In today’s weekly video upload I discuss a subject that affects many men and women on a daily basis! “How Do I Stop Hating My Ex Who is Also The Father of My Children?”
It is difficult enough just ending a marriage or long term partnership but add kids into the mix and it can feel like you never even left your Ex! You have to keep dealing with them and being reminded of what didn’t work out between you as a couple!
How do you move on without anger so that you can enjoy the next part of your life and also keep your children happy?
Children are like sponges and are affected by their parents and siblings actions at an early age. It is so important in the formative years to have a safe and drama-free environment to grow up in.
I still have flashbacks to my early childhood that pop in and out of my consciousness. The smallest things trigger these memories; some good and some not so good. As a parent you are the guide to your child’s happiness, so you need to put your own anger and resentment out of their reach.
As much as you might hate your ex right now, they were a big part in why you have your children and if you hadn’t met them… well, you know the answer that! You allowed your Ex to be a part of your life and you loved them at one point.
I made my own mistakes as a young single mom and it took everything in me to cope with parenting an active toddler, working full time, wage cutbacks and dealing with divorce proceedings.
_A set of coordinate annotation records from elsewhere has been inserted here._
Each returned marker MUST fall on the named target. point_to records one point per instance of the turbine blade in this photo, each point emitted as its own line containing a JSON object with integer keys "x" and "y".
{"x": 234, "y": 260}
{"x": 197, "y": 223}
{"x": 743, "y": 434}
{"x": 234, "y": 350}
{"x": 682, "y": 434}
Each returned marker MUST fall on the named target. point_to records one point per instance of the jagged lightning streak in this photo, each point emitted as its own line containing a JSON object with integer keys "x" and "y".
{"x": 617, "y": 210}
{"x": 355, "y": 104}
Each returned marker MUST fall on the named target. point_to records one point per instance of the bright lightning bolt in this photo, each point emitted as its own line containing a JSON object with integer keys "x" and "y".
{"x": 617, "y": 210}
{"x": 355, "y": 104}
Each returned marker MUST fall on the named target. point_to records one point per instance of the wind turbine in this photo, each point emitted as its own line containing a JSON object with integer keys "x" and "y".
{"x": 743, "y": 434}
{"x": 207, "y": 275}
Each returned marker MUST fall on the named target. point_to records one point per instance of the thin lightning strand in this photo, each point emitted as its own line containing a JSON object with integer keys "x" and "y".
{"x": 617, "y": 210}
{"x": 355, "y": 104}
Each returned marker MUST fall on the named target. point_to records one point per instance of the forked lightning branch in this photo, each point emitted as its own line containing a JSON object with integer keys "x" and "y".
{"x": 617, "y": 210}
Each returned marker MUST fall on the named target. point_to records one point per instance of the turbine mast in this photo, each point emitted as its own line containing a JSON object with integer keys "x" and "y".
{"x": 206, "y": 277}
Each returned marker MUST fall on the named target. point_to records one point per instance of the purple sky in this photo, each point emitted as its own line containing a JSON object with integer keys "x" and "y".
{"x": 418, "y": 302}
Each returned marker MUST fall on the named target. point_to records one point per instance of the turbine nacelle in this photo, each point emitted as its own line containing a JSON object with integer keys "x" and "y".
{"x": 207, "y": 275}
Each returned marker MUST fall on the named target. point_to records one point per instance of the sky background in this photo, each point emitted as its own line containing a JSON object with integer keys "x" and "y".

No one said it was easy but the unconditional love I had for my son kept me believing, “it gets better” and “it’s worth it!”
People change and things don’t always work out the way we hope they will. That is a part of life that helps us continually grow into a better and stronger version of ourselves. It is how fast we learn that and how appreciative we are of those lessons, that will lead us to our highest good.
Our children deserve to see us at our very best.